At first, Crosby had high hopes when it came to Tasha Yar. “I always talk about a scene I had to audition with, that never made it on to film, and I never understood that,” she said. “That scene, to me, was what was so exciting and interesting about the character. She was really, deeply insecure and had this wonderful paradox going on. She was so physically capable and had this very strong persona, but inside was just this little girl that felt very much out of her depth.
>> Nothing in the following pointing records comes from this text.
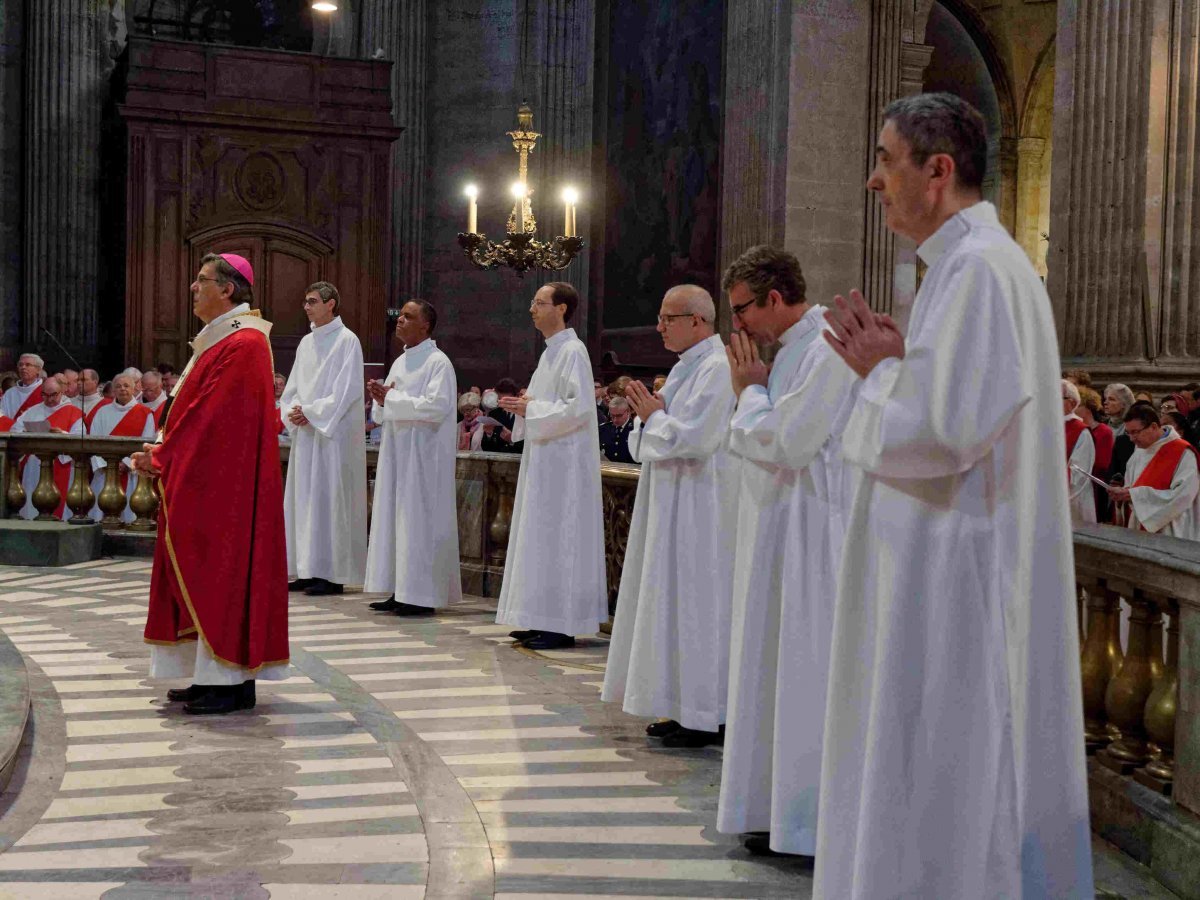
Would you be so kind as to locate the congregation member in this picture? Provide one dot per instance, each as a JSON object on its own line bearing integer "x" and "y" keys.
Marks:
{"x": 124, "y": 418}
{"x": 615, "y": 433}
{"x": 90, "y": 399}
{"x": 154, "y": 397}
{"x": 219, "y": 592}
{"x": 325, "y": 495}
{"x": 670, "y": 651}
{"x": 954, "y": 760}
{"x": 499, "y": 439}
{"x": 790, "y": 523}
{"x": 553, "y": 575}
{"x": 1163, "y": 484}
{"x": 54, "y": 415}
{"x": 413, "y": 552}
{"x": 27, "y": 393}
{"x": 1080, "y": 459}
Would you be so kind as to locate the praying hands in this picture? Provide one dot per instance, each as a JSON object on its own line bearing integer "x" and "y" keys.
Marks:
{"x": 862, "y": 337}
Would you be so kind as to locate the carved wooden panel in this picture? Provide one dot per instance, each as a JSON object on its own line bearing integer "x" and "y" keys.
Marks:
{"x": 282, "y": 157}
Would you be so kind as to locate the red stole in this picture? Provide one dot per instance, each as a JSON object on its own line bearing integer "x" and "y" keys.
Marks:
{"x": 90, "y": 417}
{"x": 220, "y": 571}
{"x": 1159, "y": 472}
{"x": 1074, "y": 429}
{"x": 132, "y": 424}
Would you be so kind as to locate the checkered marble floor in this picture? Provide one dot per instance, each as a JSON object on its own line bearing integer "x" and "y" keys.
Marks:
{"x": 402, "y": 759}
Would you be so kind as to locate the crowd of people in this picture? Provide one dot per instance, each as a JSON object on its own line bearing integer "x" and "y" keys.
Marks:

That was the scene that I had to audition with, and it gave me a clue to the character.”

 

But the character never seemed to reach her potential on the show. “I was always trying to find moments where I could sort of play that, as an actor, and have that stuff going on inside,” said Crosby. “It was really a letdown in a way, once the show got up and running. My favorite episode was when I died and came back. Yesterday’s Enterprise was just much more realized writing for this character.”

 

One episode, The Naked Now, showed Tasha Yar in a different way. “What was so wonderful was the humor and the absurdity of [The Naked Now], and the delight of playing [a] forbidden thing,” said Crosby. “That episode was fun because you got to see the other side of Tasha. You’d seen her as this fierce warrior, this take-charge character, and then she gets contaminated with this virus or whatever it was, and she takes on this other persona. That was a lot of fun. She was basically just drunk through the whole episode. I think people delight in seeing characters be inappropriate to who they are.”

 

Knowing what she knows now, did Crosby make the right choice to leave The Next Generation? “Yes,” said Crosby. “For me, I was miserable. I couldn’t wait to get off that show. I was dying. This was not an overnight decision. I was grateful to have made that many episodes, but I didn’t want to spend the next six years going ‘Aye, aye, captain,’ and standing there, in the same uniform, in the same position on the bridge. It just scared the hell out of me that this was what I was going to be doing for the next X-amount of years.”